On 8 January 2024 at 11:39

Jordan’s King Abdullah II Ibn Al-Hussein has visited Kigali Genocide Memorial where he paid heartfelt tribute to the victims of the 1994 Genocide against the Tutsi. The memorial is the final resting place for over 250,000 victims from various parts of Kigali.

As King Abdullah II walked through the memorial on Monday, accompanied by Rwandan officials including the Minister of Foreign Affairs, Dr. Vincent Biruta, the gravity of the moment weighed heavily on the dignitaries.

After laying wreaths at the memorial’s mass grave, the King took a moment to reflect on the individual stories behind the staggering number of lives lost, acknowledging the profound impact on families: "This powerful memorial reminds us that behind every individual killed was a world unto itself, a family that lost a loved one, a mother, a father, a child, a dream extinguished, a potential taken too soon."

The King’s visit was not just a ceremonial gesture but a symbolic expression of solidarity and shared commitment to prevent such heinous acts from occurring again.
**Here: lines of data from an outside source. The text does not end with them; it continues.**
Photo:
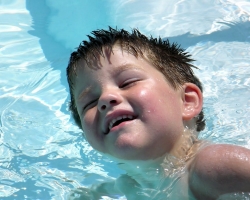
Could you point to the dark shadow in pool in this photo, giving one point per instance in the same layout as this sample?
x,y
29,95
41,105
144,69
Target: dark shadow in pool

In his address at the memorial, King Abdullah II conveyed a message that resonated with the lessons drawn from Rwanda’s tragic past: "The brutality that these walls bear witness to is a constant reminder of the terrifying consequences of dehumanizing the other, of how fear-mongering and disinformation amid international complacency can lead to the ugliest and deadliest extremes."

Rwanda’s journey from the depths of genocide to a nation committed to reconciliation and healing became the focal point of the King’s speech. He emphasized the need to confront and counter dehumanizing rhetoric that fuels conflicts globally: "Rwanda’s experience teaches that we must fight the dehumanizing rhetoric that fuels conflict. Your story. It can be a beacon for us all."

The King’s poignant words extended beyond the borders of Rwanda, drawing attention to ongoing conflicts, particularly in Gaza. King Abdullah II expressed concern over the devastating toll on the civilian population: "Almost 30,000 Gazans have been killed or unaccounted for over the past three months. The overwhelming majority, nearly 70%, are women and children." He questioned the viability of indiscriminate aggression and shelling, urging for a just peace based on the two-state solution.

The parallels drawn between Rwanda’s history and contemporary conflicts underscored a crucial message: "This memorial teaches us that we cannot write off any conflict as hopelessly irreparable. It shows us how respect, justice, and compassion can lead to a better future."

Besides, Jordan King emphasized the importance of memory, urging the world to acknowledge the brutality before working towards peace and cautioning against complacency that can be tantamount to collusion.

As King Abdullah II concluded his visit to the Kigali Genocide Memorial, his words echoed as a call to action, emphasizing the collective responsibility to preserve humanity and prevent the recurrence of such tragic events.

The event stood as a powerful testament to the resilience of the human spirit and the imperative to learn from history to build a more compassionate and just world.

King Abdullah II arrived in Rwanda for a three-day working visit on Sunday 7th December 2023. On the first day of his visit, he was welcomed by President Paul Kagame where after both leaders witnessed the signing of cooperation agreements in several fields including agriculture, economy, trade, health, and medical science.

After laying wreaths at the memorial’s mass grave, the Jordan King took a moment to reflect on the individual stories behind the staggering number of lives lost, acknowledging the profound impact on families.